Adulting is HARD!!!!!!

  I'm going to be honest with you, adulting sucks!! I hate and love being an adult. As you may know, I'm graduating in about a month. It's been a stressful yet relaxing second semester. I've finally accepted the fact that I'm okay with not knowing what I want to do with my life. I've accepted that I don't really give a damn about what I do career wise. I have realized that I want to buy a house at some point in my 30s. I've realized that when I do get my apartment after I save x amount of money, that I want to live on my own and for a little while, I don't want a whole ton of people coming over. I want a two bed and two bath because I have this pet peeve where I don't mind when I use the same bathroom as other people, but if the shower is dirty or if the toilet is absolutely disgusting, I won't go near that bathroom until it's clean. Sometimes, I'll just clean it and then use the bathroom, but if I know I'm not the one dirtying it up, I'll stop cleaning it so the other person can get the message clear, CLEAN THE FUCKING BATHROOM!!! It's really not that hard, even doing the bare minimum and cleaning the toilet to make sure the next person isn't sitting on a ring of pee. Or cleaning the shower's floor to make sure, there's no dirt or hair to make sure a person isn't stepping in your filth. Honestly, I need to move on because I'm getting mad just thinking about it. I could go on and on about it, so I have a solution. I don't care about a lot of things for my apartment, but I WILL NOT SHARE MY BATHROOM WITH ANYONE. 

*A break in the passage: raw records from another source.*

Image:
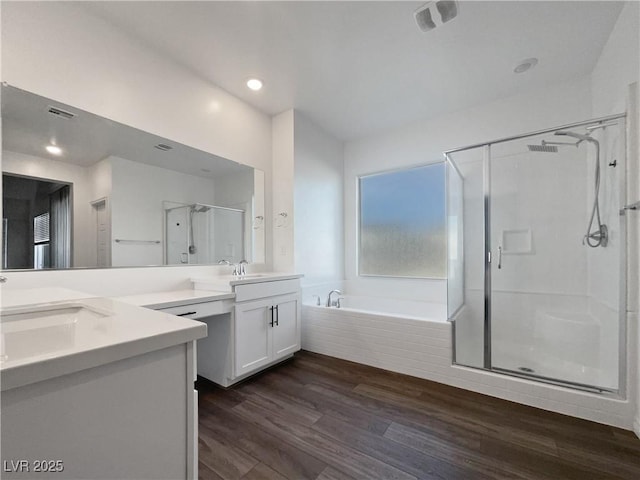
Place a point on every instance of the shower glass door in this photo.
(528, 296)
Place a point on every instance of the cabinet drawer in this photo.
(251, 291)
(198, 310)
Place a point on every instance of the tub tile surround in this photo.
(424, 349)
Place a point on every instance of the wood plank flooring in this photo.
(317, 417)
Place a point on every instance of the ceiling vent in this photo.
(434, 14)
(58, 112)
(163, 147)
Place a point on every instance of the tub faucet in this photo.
(227, 262)
(329, 302)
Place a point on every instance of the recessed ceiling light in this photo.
(54, 149)
(525, 65)
(254, 84)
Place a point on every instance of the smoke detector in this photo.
(434, 14)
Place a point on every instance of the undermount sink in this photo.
(37, 330)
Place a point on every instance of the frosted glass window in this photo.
(402, 223)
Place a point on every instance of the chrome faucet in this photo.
(329, 302)
(227, 262)
(241, 267)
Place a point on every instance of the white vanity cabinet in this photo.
(262, 329)
(266, 330)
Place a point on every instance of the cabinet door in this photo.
(286, 334)
(252, 335)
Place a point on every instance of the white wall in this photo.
(424, 142)
(318, 197)
(58, 50)
(619, 67)
(282, 187)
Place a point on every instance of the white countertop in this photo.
(110, 331)
(226, 283)
(175, 298)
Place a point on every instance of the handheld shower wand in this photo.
(599, 237)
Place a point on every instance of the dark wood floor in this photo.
(317, 417)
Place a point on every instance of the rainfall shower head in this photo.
(196, 208)
(543, 148)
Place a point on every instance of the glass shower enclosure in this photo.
(536, 252)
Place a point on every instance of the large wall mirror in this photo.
(79, 190)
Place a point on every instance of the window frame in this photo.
(359, 219)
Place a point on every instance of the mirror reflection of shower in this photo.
(195, 208)
(598, 236)
(197, 233)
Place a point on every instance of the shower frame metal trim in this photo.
(538, 132)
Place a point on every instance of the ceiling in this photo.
(27, 127)
(357, 68)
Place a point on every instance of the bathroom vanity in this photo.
(96, 388)
(253, 321)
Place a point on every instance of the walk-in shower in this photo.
(526, 295)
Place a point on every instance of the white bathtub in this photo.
(391, 308)
(398, 335)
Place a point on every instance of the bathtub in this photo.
(391, 308)
(398, 335)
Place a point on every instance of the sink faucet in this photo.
(227, 262)
(241, 266)
(329, 302)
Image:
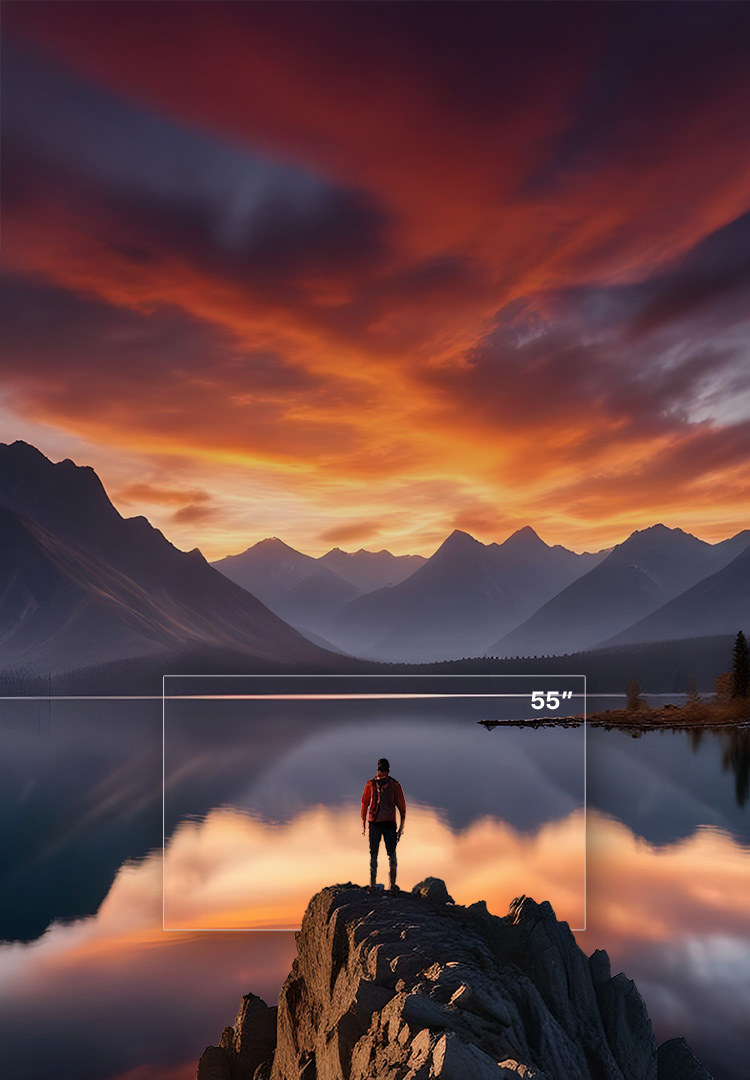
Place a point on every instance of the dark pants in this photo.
(387, 831)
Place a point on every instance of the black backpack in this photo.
(384, 797)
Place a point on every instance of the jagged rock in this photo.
(246, 1048)
(433, 889)
(677, 1062)
(415, 987)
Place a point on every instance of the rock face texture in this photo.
(415, 987)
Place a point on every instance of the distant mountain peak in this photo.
(460, 539)
(524, 537)
(272, 542)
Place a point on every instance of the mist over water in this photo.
(668, 861)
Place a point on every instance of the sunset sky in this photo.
(358, 274)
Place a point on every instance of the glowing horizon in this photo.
(304, 294)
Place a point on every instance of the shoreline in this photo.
(666, 718)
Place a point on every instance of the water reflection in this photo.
(736, 758)
(235, 869)
(668, 874)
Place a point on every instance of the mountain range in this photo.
(81, 586)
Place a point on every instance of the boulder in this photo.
(416, 987)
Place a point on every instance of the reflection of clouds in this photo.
(186, 1071)
(126, 999)
(456, 766)
(699, 987)
(141, 1000)
(236, 871)
(659, 786)
(640, 892)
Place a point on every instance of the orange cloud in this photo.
(489, 278)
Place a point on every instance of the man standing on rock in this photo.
(380, 799)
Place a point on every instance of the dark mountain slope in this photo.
(650, 568)
(463, 594)
(82, 585)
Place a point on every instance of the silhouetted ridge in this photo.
(419, 988)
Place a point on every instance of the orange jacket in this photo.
(367, 807)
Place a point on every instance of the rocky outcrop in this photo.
(415, 987)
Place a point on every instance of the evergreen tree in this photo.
(634, 701)
(740, 667)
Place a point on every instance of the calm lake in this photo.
(645, 841)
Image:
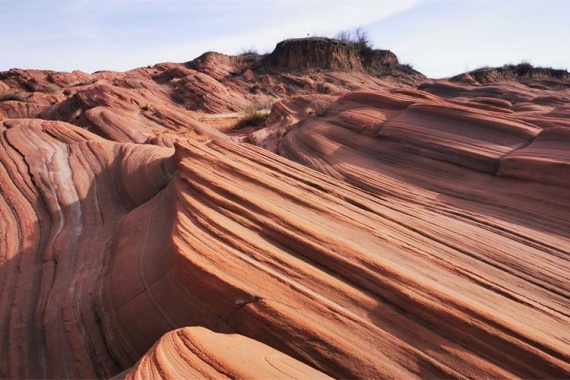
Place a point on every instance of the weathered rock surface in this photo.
(400, 231)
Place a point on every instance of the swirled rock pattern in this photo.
(385, 230)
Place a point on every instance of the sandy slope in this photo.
(399, 232)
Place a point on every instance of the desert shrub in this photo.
(406, 67)
(249, 51)
(5, 96)
(358, 38)
(252, 116)
(47, 89)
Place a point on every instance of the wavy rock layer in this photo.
(195, 352)
(401, 233)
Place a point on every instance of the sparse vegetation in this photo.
(250, 51)
(358, 38)
(6, 96)
(406, 67)
(47, 90)
(252, 116)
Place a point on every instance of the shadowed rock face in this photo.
(381, 230)
(325, 53)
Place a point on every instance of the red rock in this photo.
(401, 231)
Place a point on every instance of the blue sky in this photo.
(439, 38)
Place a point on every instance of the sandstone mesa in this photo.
(377, 224)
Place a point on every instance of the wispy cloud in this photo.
(91, 35)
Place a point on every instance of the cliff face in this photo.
(318, 52)
(520, 72)
(387, 231)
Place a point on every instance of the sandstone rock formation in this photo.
(386, 228)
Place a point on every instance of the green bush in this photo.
(358, 38)
(252, 116)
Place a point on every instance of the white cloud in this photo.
(92, 35)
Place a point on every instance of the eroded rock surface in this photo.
(380, 229)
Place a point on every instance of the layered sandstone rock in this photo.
(398, 232)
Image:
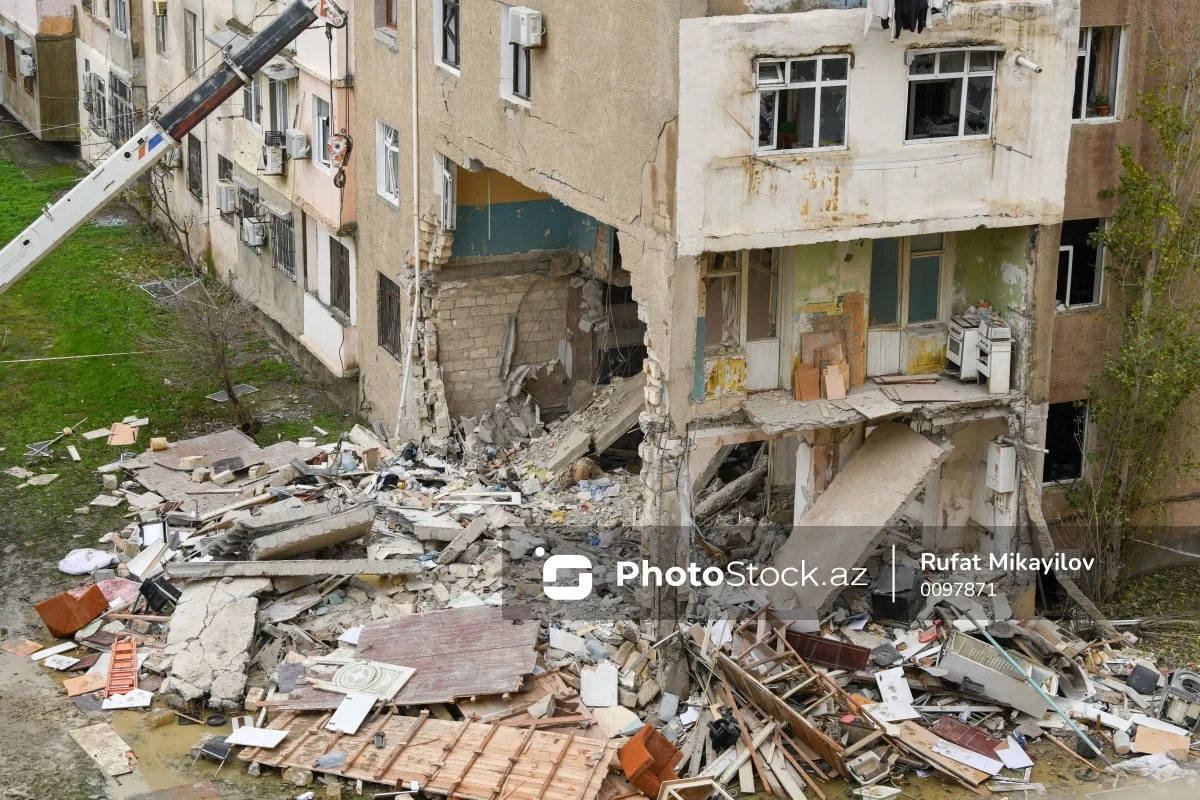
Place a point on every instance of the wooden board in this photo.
(467, 759)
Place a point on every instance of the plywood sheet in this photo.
(466, 759)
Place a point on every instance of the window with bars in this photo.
(123, 109)
(391, 331)
(285, 244)
(195, 167)
(448, 31)
(339, 276)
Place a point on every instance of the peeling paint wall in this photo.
(732, 199)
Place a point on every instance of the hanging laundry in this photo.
(881, 10)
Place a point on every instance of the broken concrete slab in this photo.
(846, 519)
(451, 552)
(209, 639)
(287, 569)
(574, 445)
(315, 535)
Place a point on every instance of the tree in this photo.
(1153, 256)
(199, 336)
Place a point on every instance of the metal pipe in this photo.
(417, 228)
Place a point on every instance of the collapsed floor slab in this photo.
(209, 639)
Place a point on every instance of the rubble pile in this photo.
(348, 605)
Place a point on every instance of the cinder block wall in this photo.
(472, 317)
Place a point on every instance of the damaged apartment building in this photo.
(839, 238)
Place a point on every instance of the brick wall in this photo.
(472, 317)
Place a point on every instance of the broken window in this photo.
(448, 31)
(391, 335)
(1066, 443)
(949, 94)
(1080, 264)
(802, 103)
(339, 276)
(195, 167)
(723, 301)
(388, 162)
(906, 280)
(1097, 62)
(252, 101)
(285, 244)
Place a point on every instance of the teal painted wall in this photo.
(522, 227)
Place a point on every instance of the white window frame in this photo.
(1101, 257)
(322, 132)
(192, 53)
(448, 190)
(438, 44)
(1085, 49)
(252, 102)
(387, 151)
(784, 82)
(508, 89)
(964, 76)
(121, 18)
(280, 116)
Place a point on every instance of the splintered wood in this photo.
(466, 759)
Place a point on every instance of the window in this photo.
(388, 163)
(1097, 62)
(252, 101)
(723, 301)
(1080, 264)
(191, 42)
(100, 113)
(802, 103)
(447, 44)
(449, 172)
(906, 281)
(279, 94)
(949, 94)
(161, 34)
(391, 332)
(123, 109)
(285, 244)
(121, 17)
(195, 167)
(1066, 443)
(515, 64)
(321, 132)
(339, 276)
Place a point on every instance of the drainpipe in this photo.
(417, 227)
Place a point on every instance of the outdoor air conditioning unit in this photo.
(526, 26)
(298, 144)
(271, 162)
(227, 197)
(253, 232)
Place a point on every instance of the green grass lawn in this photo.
(84, 299)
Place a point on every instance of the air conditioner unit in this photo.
(271, 162)
(526, 26)
(253, 232)
(227, 197)
(298, 144)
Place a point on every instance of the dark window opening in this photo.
(1080, 264)
(1066, 435)
(339, 276)
(391, 334)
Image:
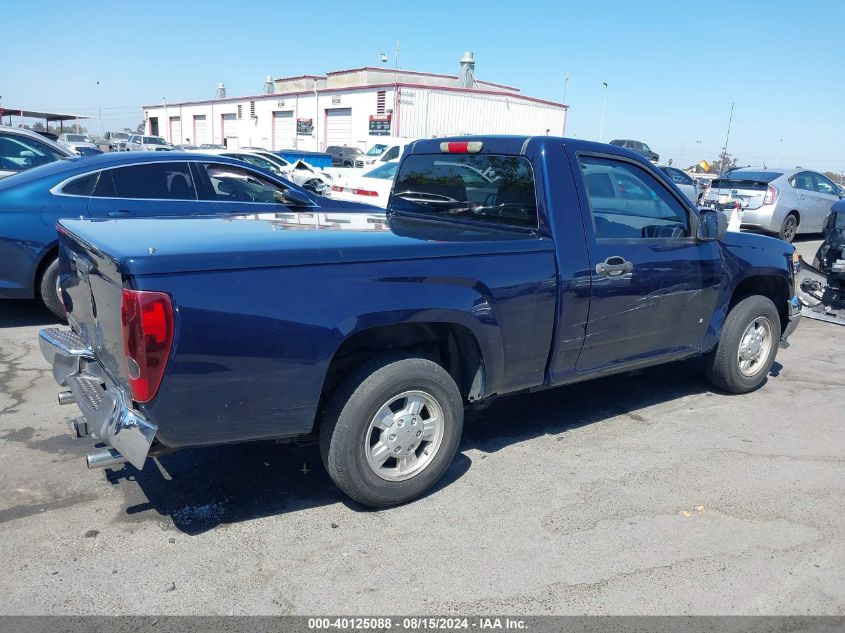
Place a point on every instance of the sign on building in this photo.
(304, 127)
(379, 125)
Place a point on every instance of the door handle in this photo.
(614, 266)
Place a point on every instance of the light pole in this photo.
(603, 108)
(566, 110)
(99, 111)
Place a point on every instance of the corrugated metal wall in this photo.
(430, 112)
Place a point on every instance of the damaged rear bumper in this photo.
(109, 415)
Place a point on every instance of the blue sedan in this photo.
(116, 185)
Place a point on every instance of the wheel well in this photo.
(49, 256)
(451, 346)
(771, 286)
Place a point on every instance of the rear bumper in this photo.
(794, 317)
(108, 412)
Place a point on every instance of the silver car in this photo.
(145, 143)
(21, 150)
(782, 201)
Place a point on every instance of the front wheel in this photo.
(747, 346)
(48, 290)
(391, 429)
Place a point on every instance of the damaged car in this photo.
(821, 287)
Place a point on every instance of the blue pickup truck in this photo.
(503, 265)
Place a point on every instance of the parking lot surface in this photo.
(649, 493)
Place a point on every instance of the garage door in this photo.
(200, 130)
(176, 130)
(230, 131)
(338, 126)
(284, 130)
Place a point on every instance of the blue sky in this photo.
(672, 68)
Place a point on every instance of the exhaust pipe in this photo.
(105, 458)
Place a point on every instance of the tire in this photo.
(47, 290)
(350, 444)
(789, 228)
(726, 368)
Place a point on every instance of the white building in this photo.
(355, 107)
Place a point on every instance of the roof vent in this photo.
(466, 78)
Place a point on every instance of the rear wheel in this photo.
(789, 228)
(391, 430)
(48, 290)
(747, 346)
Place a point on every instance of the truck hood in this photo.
(144, 246)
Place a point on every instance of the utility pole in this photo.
(727, 138)
(603, 108)
(99, 110)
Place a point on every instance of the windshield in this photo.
(377, 150)
(385, 172)
(488, 188)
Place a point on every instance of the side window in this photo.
(81, 186)
(628, 202)
(392, 154)
(679, 177)
(471, 187)
(802, 180)
(235, 184)
(825, 186)
(17, 153)
(159, 181)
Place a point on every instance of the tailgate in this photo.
(92, 290)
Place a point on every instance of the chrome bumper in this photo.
(108, 413)
(794, 312)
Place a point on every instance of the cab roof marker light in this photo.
(461, 147)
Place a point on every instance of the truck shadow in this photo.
(21, 312)
(200, 489)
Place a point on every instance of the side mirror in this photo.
(712, 225)
(293, 198)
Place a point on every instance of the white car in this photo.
(21, 150)
(683, 181)
(300, 172)
(74, 141)
(383, 151)
(372, 187)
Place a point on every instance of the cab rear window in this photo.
(484, 188)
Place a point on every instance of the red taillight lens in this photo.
(771, 195)
(147, 319)
(461, 147)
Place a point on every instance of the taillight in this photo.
(461, 147)
(147, 319)
(771, 195)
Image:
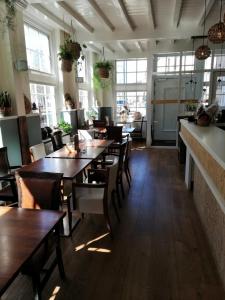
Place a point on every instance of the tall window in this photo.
(38, 49)
(135, 101)
(131, 71)
(44, 98)
(170, 63)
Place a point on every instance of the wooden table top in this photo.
(22, 232)
(69, 167)
(69, 152)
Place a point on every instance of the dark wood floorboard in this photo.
(159, 251)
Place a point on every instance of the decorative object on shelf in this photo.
(69, 102)
(5, 104)
(27, 104)
(216, 33)
(66, 127)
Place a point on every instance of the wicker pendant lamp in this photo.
(203, 51)
(216, 33)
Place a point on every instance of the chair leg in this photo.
(127, 177)
(114, 206)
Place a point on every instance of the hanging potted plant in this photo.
(103, 68)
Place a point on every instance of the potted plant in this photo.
(102, 68)
(66, 127)
(68, 53)
(5, 103)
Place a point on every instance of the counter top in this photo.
(210, 137)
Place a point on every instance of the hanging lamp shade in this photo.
(202, 52)
(216, 33)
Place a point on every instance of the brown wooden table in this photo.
(69, 167)
(22, 231)
(67, 152)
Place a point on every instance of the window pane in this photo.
(142, 65)
(131, 66)
(131, 77)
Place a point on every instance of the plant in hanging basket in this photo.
(103, 68)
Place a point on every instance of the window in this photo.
(135, 101)
(83, 99)
(44, 98)
(188, 62)
(168, 64)
(131, 71)
(38, 49)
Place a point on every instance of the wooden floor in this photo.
(159, 251)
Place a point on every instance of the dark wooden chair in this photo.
(8, 191)
(41, 191)
(137, 133)
(114, 133)
(56, 138)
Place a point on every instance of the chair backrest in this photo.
(56, 138)
(37, 151)
(4, 161)
(114, 133)
(99, 123)
(39, 190)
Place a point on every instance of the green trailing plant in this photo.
(7, 17)
(101, 76)
(66, 127)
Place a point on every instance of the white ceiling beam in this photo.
(107, 46)
(94, 48)
(101, 14)
(52, 17)
(209, 6)
(126, 15)
(78, 17)
(151, 14)
(139, 46)
(177, 12)
(124, 48)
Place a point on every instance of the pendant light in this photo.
(216, 33)
(203, 51)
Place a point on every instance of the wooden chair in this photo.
(8, 191)
(37, 151)
(41, 191)
(96, 198)
(114, 133)
(56, 138)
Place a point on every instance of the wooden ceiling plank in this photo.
(124, 48)
(140, 46)
(178, 12)
(101, 14)
(126, 15)
(209, 6)
(52, 17)
(79, 18)
(151, 14)
(107, 46)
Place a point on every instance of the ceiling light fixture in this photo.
(216, 33)
(203, 51)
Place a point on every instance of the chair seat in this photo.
(90, 200)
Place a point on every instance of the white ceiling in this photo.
(129, 27)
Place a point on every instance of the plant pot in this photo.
(75, 49)
(66, 65)
(103, 72)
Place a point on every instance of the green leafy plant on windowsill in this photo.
(66, 127)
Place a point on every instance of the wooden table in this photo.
(22, 233)
(67, 152)
(69, 167)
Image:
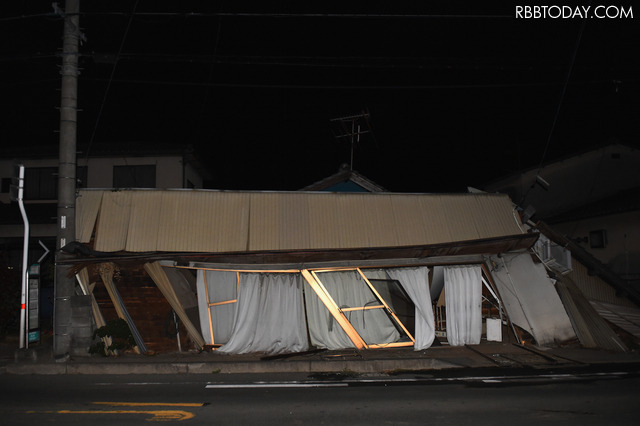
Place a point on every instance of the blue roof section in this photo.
(348, 186)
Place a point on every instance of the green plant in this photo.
(120, 334)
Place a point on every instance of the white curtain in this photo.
(270, 315)
(349, 290)
(415, 282)
(463, 297)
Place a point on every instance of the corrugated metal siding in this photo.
(593, 287)
(213, 221)
(113, 221)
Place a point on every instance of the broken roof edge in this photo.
(297, 192)
(594, 266)
(427, 254)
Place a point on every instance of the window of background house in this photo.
(598, 238)
(40, 183)
(134, 176)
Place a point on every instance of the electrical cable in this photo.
(113, 71)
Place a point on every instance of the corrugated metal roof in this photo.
(593, 287)
(220, 221)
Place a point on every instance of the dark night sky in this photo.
(458, 93)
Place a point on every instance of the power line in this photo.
(113, 71)
(344, 87)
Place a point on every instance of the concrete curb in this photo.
(313, 366)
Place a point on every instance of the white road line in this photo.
(274, 385)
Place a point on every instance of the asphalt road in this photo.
(606, 398)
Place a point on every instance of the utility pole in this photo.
(66, 221)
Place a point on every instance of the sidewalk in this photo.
(38, 359)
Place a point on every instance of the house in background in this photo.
(592, 199)
(345, 180)
(108, 166)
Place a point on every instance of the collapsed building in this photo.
(284, 272)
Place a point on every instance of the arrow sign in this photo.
(46, 251)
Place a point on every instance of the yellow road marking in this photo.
(149, 404)
(158, 415)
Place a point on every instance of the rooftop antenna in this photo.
(351, 128)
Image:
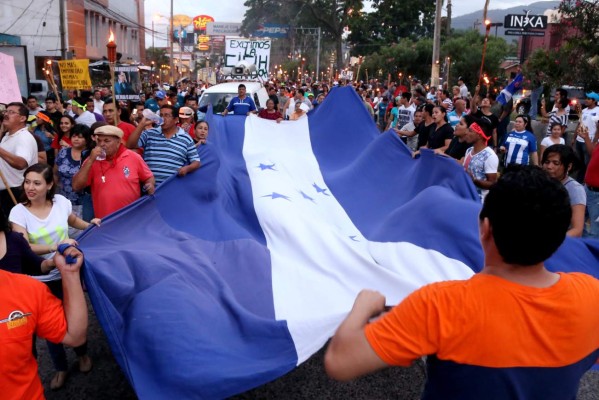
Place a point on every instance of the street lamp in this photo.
(482, 62)
(111, 55)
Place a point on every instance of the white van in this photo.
(220, 95)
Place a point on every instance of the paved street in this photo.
(309, 381)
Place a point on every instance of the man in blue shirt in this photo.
(520, 145)
(242, 104)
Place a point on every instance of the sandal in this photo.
(58, 380)
(85, 364)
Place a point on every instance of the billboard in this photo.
(253, 51)
(127, 84)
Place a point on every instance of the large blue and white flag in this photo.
(514, 87)
(233, 275)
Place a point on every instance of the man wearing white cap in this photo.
(114, 173)
(590, 115)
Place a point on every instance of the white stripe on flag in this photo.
(320, 261)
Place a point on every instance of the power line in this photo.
(20, 16)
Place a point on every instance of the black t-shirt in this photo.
(424, 132)
(491, 119)
(438, 137)
(456, 149)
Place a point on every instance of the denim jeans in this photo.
(583, 155)
(56, 351)
(534, 101)
(593, 211)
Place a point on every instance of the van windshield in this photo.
(219, 101)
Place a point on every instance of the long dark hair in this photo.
(46, 172)
(59, 131)
(4, 223)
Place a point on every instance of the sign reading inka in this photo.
(525, 21)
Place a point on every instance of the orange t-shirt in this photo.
(490, 335)
(26, 307)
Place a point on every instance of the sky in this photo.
(233, 11)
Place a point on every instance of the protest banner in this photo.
(127, 85)
(253, 51)
(9, 84)
(74, 74)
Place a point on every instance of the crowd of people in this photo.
(473, 130)
(73, 162)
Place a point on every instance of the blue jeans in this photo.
(56, 350)
(584, 156)
(593, 211)
(534, 101)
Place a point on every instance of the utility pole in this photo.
(436, 45)
(448, 26)
(62, 29)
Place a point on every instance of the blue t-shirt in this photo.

       Anyway, I'm excited for my first big girl apartment, since I've moved to a new building this semester, I've learned what it's like to be by myself without isolating myself from everyone around me. It's been amazing. I love it. I love that I can listen to music as loud as I want. I love that I can watch my shows without giving a shit about my neighbors since I don't have any. I love that I live on the top floor. I did have a ladybug issue for a little while, but I got rid of that problem and have had no issues since. I've cooked so much since I've moved and I feel so much happier because I LOOOVE COOKING!!! I also have wanted to start baking (like a serious baker). I want to start making things from scratch and making things homemade like bread and jams. I'm so excited for this new chapter in my life. I'm excited to be single. I'm excited to do single life things. I'm excited to travel (both alone and with friends). I'm excited to have my first car. I'm so excited for a lot of new things that's happening after my stupid graduation. All I wanna do for my grad night is go to be left alone and have a solo day/date with myself. For the first in a while, I'm happy, I think. Then again, I also hate people and the fact that they have mouths. But that's a story for another time.